Francophonie : Libreville mise sur le soft power
Libreville, Lundi 30 Mars 2026 (Infos Gabon) – À l’heure où les équilibres géopolitiques se recomposent, la Francophonie s’impose de plus en plus comme un levier d’influence stratégique, bien au-delà du simple partage d’une langue.
À Libreville, la célébration en différé de la Journée internationale de la Francophonie, organisée le 25 mars par l’Organisation internationale de la Francophonie (OIF), a illustré cette réalité : derrière le cérémonial, se joue une véritable bataille d’influence culturelle et diplomatique.
Une scène diplomatique révélatrice
Réunis au siège régional de l’OIF, diplomates, représentants institutionnels et partenaires ont transformé cette réception en une vitrine de la coopération francophone en Afrique centrale. Aux côtés de la Secrétaire générale du ministère des Affaires étrangères, représentant Marie-Édith Tassyla-Ye-Doumbeneny, plusieurs figures ont marqué la rencontre, notamment Alphonse Waguena et Abdellah Sbihi.
Les prises de parole ont rappelé une évidence souvent sous-estimée : la Francophonie n’est pas qu’un espace linguistique, c’est un réseau politique, économique et culturel structuré. Le message de Louise Mushikiwabo, diffusé à cette occasion, a insisté sur la nécessité d’adapter cet espace aux mutations contemporaines, entre transition numérique, jeunesse et coopération renforcée.

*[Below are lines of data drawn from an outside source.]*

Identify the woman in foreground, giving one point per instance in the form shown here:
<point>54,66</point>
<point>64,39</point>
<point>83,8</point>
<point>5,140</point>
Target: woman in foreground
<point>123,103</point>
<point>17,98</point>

Culture, identité et influence
Au-delà des discours, la soirée a donné à voir la diversité et la vitalité de l’espace francophone. Gastronomie, artisanat, expressions artistiques venues notamment du Cameroun et de la Guinée ont transformé l’événement en une immersion culturelle. Une mise en scène qui n’a rien d’anodin. Elle traduit la volonté de faire de la culture un vecteur d’unité, mais aussi d’attractivité.
Dans un monde où les puissances rivalisent d’influence, la Francophonie avance ses propres atouts : une langue partagée par des millions de locuteurs, une jeunesse en croissance rapide et une capacité à fédérer des identités diverses autour d’un socle commun. Pour le Gabon, cette appartenance constitue un capital stratégique, encore largement sous-exploité.
Un enjeu stratégique pour le Gabon
La participation active des autorités gabonaises à cette célébration confirme une orientation diplomatique claire : s’inscrire pleinement dans les dynamiques francophones pour renforcer sa visibilité et ses partenariats. Dans un contexte de diversification des alliances internationales, la Francophonie offre un cadre structuré, capable de soutenir des initiatives dans l’éducation, la culture, mais aussi l’économie.
Cependant, l’enjeu dépasse la symbolique. Pour que cette appartenance produise des effets concrets, elle doit s’accompagner de politiques publiques ambitieuses : promotion de la langue, soutien aux industries culturelles, investissement dans l’éducation et valorisation de la jeunesse.
Entre héritage et projection
La Francophonie se trouve aujourd’hui à un tournant. Longtemps perçue comme un héritage historique, elle tend à devenir un outil de projection dans un monde globalisé. Libreville, en accueillant cette célébration, envoie un signal : celui d’un pays qui entend jouer sa partition dans cet espace en mutation.
Reste à transformer l’essai. Car la Francophonie ne peut se limiter à des célébrations annuelles. Elle doit devenir un véritable moteur d’opportunités, capable de créer de la valeur pour les populations.
En définitive, la réception organisée à Libreville rappelle une vérité essentielle : dans le monde contemporain, la puissance ne se mesure pas uniquement en termes économiques ou militaires. Elle se construit aussi dans la capacité à fédérer, à transmettre et à influencer. Et sur ce terrain, la Francophonie offre au Gabon une carte qu’il lui appartient désormais de jouer pleinement.